# Predicting Speaker ID

This tutorial shows how to predict speaker identities in your audio data using pyannote speaker diarization.

**Reference**: [Nkululeko: Predict Speaker ID](http://blog.syntheticspeech.de/2024/11/07/nkululeko-predict-speaker-idwith-nkululekohttps-github-com-felixbur-nkululeko-since-version-0-85-0-the-acoustic-features-for-the-test-and-the-train-aka-dev-set-are-exported-to-the-project-s/)

## Overview

Since version 0.93.0, Nkululeko interfaces with [pyannote](https://github.com/pyannote/pyannote-audio) for speaker diarization (as an alternative to [silero](https://github.com/snakers4/silero-vad)).

There are **two modules** for speaker identification:

| Module | Scope | Use Case |
|--------|-------|----------|
| **SEGMENT** | Per-file | Find speakers within each audio file (e.g., one long recording) |
| **PREDICT** | Whole database | Find speakers across all files in the database |

> ⚠️ **Performance Note**: Both methods are slow on CPU. Best run on GPU.

## Requirements

- **HuggingFace Token**: Required for pyannote models
  - Get yours at [huggingface.co/settings/tokens](https://huggingface.co/settings/tokens)
- **GPU recommended**: CPU processing is very slow (no progress bar)

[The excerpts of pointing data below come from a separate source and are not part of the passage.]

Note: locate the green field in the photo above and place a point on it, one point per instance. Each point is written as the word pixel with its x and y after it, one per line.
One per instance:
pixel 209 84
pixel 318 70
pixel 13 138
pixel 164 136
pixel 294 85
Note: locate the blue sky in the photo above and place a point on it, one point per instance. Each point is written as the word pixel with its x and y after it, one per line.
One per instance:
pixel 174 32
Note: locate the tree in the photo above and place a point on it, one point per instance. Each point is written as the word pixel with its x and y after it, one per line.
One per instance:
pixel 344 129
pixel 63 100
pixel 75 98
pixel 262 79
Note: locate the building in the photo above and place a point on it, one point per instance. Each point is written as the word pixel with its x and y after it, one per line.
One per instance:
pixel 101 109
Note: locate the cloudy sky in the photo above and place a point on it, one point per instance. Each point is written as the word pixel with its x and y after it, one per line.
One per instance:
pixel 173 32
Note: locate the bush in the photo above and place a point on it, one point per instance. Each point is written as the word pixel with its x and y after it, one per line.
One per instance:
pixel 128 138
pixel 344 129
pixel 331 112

## Method 1: SEGMENT Module

Use this when you want to find different speakers **within each file** (e.g., diarizing a long conversation).

```ini
[EXP]
root = ./examples/results/
name = exp_emodb_segment_speaker

[DATA]
databases = ['emodb']
emodb = ./data/emodb/emodb
emodb.split_strategy = random
target = emotion

[SEGMENT]
method = pyannote
segment_target = _segmented
sample_selection = all

[MODEL]
hf_token = <your_huggingface_token>
device = cuda  ; or gpu

[FEATS]
type = ['os']
scale = standard
```

### SEGMENT Options

| Option | Description |
|--------|-------------|
| `method` | `pyannote` (speaker diarization) or `silero` (VAD only) |
| `segment_target` | Suffix for output files (e.g., `_segmented`) |
| `sample_selection` | Which samples to process: `all`, `train`, or `test` |
| `min_length` | Minimum segment length in seconds (optional) |
| `max_length` | Maximum segment length in seconds (optional) |

### Output

The SEGMENT module produces:
- New segmented audio files with speaker labels
- A distribution plot of detected speakers in the `images/` folder

## Method 2: PREDICT Module

Use this when you want to identify speakers **across a list of audio files**
(e.g., clustering utterances by speaker). The unified
[`nkululeko.predict`](predict.md) module dispatches `--model speaker` to the
`speaker` autopredict target.

```bash
python -m nkululeko.predict \
    --list ./data/emodb/emodb_files.csv \
    --model speaker \
    --outfile ./emodb_speakers.csv
```

The output CSV preserves the original columns of `emodb_files.csv` and adds a
`speaker_pred` column. The same command works with `--folder` or `--file`.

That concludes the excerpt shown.